It is particularly dangerous that Iran has become part of the domestic struggle between the Republicans and Democrats. Obama has chosen to act tough on Iran for two reasons: no American will support any attempt to make peace, and he needs some warlike credentials for the presidential elections in 2012.

This unfortunately mirrors Ahmadinejad's position as he wants his party's candidate to win the Iranian presidential elections in 2012, and given Ahmadinejad's miserable economic record, he needs a dramatic clash with the US to boost his own popularity.

So both the US and Iran are moving towards a clash that both presidents want. This is a dangerous position that others are delighted to help make more complicated and take advantage of the confusion. Top of the list is Benjamin Netanyahu's Israeli regime, which is already floating the idea that the Israeli air force should bomb Iranian nuclear sites. The Americans are against this, but given the heated atmosphere in Washington, no one can really believe that the mainly Bush-era officials on the Iran desks in the State and Defence Departments would be that sorry if an Israeli attack happened.

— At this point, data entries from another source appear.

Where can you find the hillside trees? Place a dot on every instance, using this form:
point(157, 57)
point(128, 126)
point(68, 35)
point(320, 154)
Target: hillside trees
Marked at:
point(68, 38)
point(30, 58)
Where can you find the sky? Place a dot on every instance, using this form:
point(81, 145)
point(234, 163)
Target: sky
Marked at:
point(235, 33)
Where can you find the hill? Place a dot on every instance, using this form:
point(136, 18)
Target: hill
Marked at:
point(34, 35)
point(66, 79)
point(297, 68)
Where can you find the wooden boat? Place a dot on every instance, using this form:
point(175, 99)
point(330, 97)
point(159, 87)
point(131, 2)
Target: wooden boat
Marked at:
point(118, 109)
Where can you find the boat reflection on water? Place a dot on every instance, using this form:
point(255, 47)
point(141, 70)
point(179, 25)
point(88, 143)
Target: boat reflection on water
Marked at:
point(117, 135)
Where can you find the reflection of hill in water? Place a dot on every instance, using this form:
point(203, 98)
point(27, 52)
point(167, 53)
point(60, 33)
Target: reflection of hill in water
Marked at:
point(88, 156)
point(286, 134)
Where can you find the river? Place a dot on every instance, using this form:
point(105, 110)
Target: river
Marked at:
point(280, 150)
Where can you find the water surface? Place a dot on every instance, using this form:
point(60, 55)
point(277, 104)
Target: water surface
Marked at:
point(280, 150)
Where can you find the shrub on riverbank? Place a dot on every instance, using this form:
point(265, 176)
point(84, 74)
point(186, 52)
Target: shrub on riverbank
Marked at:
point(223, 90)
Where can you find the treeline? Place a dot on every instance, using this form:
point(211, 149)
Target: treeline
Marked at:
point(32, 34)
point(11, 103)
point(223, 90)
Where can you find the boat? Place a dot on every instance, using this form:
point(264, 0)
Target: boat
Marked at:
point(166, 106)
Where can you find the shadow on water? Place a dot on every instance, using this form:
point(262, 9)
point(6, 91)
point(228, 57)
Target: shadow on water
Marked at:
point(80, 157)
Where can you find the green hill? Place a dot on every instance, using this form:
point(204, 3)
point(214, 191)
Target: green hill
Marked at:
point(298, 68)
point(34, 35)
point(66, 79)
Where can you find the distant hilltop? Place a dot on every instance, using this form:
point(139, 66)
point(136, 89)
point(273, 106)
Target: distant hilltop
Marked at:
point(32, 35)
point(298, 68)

However, if the Israelis did attack Iran; or worse, if the US attacked using war planes off aircraft carriers, then Iran is almost sure to retaliate. It would probably attack assorted US sites around the world, like the thousands of US troops still sitting in Iraq. But Iran might go one step further and, without too much discussion, attack others who it thinks might have helped in such an attack.

This might well include Saudi Arabia, which recently took great offence at the alleged Iranian attempt to assassinate its ambassador in Washington. It is suspicious that these allegations surfaced at exactly the time they were most likely to cause diplomatic fury. They have to be proved in court, but they have naturally already inflamed opinion in Saudi Arabia.

An Iranian attack on Saudi Arabia would also help fuel the increasing tensions between Sunnis (with Saudi Arabia taking a lead position on this) and Shiite Iran, and any Shiite groups in the Arab world that Iran can find to make common cause, and so increase its political reach in the region.

The problem is that there is no lobby to ratchet the tension back. It seems inevitable that a clash will happen, and we have to hope that sensible voices are ready to step in to stop the clash spreading beyond their immediate purposes and spinning into much wider regional violence.